Le temps ayant passé, il concède un "regard nuancé" sur cette aventure d'adolescence qui l'a mené sur les plus grandes scènes de Belgique. "En termes humains, je ne pouvais pas rêver mieux. J'ai vécu une histoire formidable, avec des gens formidables. Mais je suis content qu'on ait arrêté assez tôt, quand tout cela devait se terminer. Artistiquement, je n'ai pas de plaisir à réécouter nos deux albums. On était très idéalistes, on voulait faire de grandes choses. Mais j'ai l'impression qu'on s'y prenait par le mauvais bout." Pas franchement révolutionnaire, Été 67 avait pâti des compromis que les musiciens frais émoulus font à l'industrie musicale.
 
Un homme nouveau
 
C'est donc un Nicolas Michaux tout neuf qu'on rencontre en cette matinée ensoleillée du printemps, un presque papa que les années passées sur la route ont affirmé. Il ne fait aucun doute qu'alors, le Nouveau départ annoncé dans son disque est déjà bien amorcé. Repéré l'an passé aux découvertes du Printemps de Bourges (les Inouïs), où le frêle Nicolas avait représenté la Belgique, ses chansons sont arrivées jusqu'aux oreilles de Tôt ou tard, le label de Vincent Delerm, Dick Annegarn ou Mathieu Boogaerts, qui l'a signé. Si on compare beaucoup le chanteur de Liège à Boogaerts, il ne joue pas tout à fait la même partition…
 
Quand la pop française évoque souvent un mouton à trois pattes, le Belge (ré)concilie cette musique anglo-saxonne et une écriture en français toute simple. Son premier album, A la vie, à la mort, convoque Serge Gainsbourg ou de façon plus lointaine, le dernier Noir Désir. Né en 1984, le jeune Nicolas avait 16 ans quand il a vu tomber les tours du Word Trade Center depuis son lit d'hôpital ; il a aussi reçu en pleine face le choc du disque Des Visages, Des Figures paru le même jour. "Qu'est-ce qui me touche dans cet album ? On a vraiment l'impression de ne pas être pris pour des imbéciles, et c'est ce que j'ai toujours recherché dans ce que j'écoutais", se souvient-il.
 
Ce même 11 septembre 2001 est marqué musicalement par le retour en grâce de Bob Dylan avec Love & Theft, une autre pièce importante dans le jardin de Michaux. Mais plus que cela, c'est toute la musique des années 60 qui l'a infusé : les Rolling Stones, les Kinks, les Doors, le Velvet Underground... Il confie : "Je suis venu à la musique par les Beatles, clairement. Il y avait les Anthology, ces VHS qui racontaient l'histoire des Beatles depuis Liverpool, en passant par Hambourg, la Beatlesmania et cette fin sur l'album le plus parfait, Abbey Road. C'est une histoire tellement immaculée que pour les adolescents qu'on était, ça nous parlait à fond."

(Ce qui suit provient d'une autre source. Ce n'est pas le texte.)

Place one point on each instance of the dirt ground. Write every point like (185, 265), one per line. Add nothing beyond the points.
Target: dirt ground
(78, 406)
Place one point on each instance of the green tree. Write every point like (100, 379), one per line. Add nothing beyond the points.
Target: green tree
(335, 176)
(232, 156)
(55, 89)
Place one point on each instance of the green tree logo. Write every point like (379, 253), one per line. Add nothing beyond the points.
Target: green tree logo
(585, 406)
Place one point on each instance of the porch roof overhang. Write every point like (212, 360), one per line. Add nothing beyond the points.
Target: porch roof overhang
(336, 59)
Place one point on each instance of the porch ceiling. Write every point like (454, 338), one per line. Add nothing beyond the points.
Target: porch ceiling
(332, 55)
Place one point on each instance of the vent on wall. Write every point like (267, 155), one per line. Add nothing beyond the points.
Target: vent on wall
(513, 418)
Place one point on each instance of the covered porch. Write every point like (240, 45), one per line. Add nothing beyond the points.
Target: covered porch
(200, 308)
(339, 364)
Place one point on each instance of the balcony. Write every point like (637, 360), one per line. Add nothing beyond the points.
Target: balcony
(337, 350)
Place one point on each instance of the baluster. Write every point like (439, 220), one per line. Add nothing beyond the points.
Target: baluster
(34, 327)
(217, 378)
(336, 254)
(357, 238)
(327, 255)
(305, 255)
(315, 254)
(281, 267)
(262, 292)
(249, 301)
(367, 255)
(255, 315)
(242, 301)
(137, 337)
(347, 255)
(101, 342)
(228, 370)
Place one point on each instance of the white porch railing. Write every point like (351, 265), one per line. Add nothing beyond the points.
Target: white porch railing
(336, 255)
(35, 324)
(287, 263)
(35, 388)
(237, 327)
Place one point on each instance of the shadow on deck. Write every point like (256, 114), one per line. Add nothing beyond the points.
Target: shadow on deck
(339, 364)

Enfant des logiciels crackés

Même s'il revendique le fait de produire une musique "moderne", normal que ces débuts en solo soient empreints du temps où les guitares régnaient sur le rock. "On a utilisé des bandes pour faire passer certaines boîtes à rythmes, afin de leur donner un son plus analogique, mais avec Julien Rauïs, qui m'a aidé à produire l'album, on est plutôt des enfants des logiciels crackés sur Internet", admet-il.
Enregistrées dans six maisons différentes, ces chansons sont les traces de séjours où les enregistrements en do it yourself se sont mêlés à la vie. La base du travail datait des premières errances de Nicolas Michaux, lorsqu'il partit rejoindre sa copine au Danemark dans l'après-Été 67, sans autre but que de vivre d'amour et de balades en forêt.
À la vie, à la mort et sa mélancolie dessinent donc une carte du tendre pas forcément optimisme, encore que. "We keep dancing on the wasteland / Dreaming of a new start", dit l'un des rares refrains en anglais. Danser sur les étendues de vide, rêvant de nouveaux ailleurs… En dépit de ses faux espoirs de trouver des îles désertes, d'une société d'hyperconsommation dans laquelle il ne se reconnaît pas, Nicolas Michaux signe un disque lumineux. "Les gens y verront ce qu'ils veulent, mais derrière cette démarche, il y a par petites touches, des données politiques", conclut-il.
Ou comment l'homme est capable d'une formidable résilience...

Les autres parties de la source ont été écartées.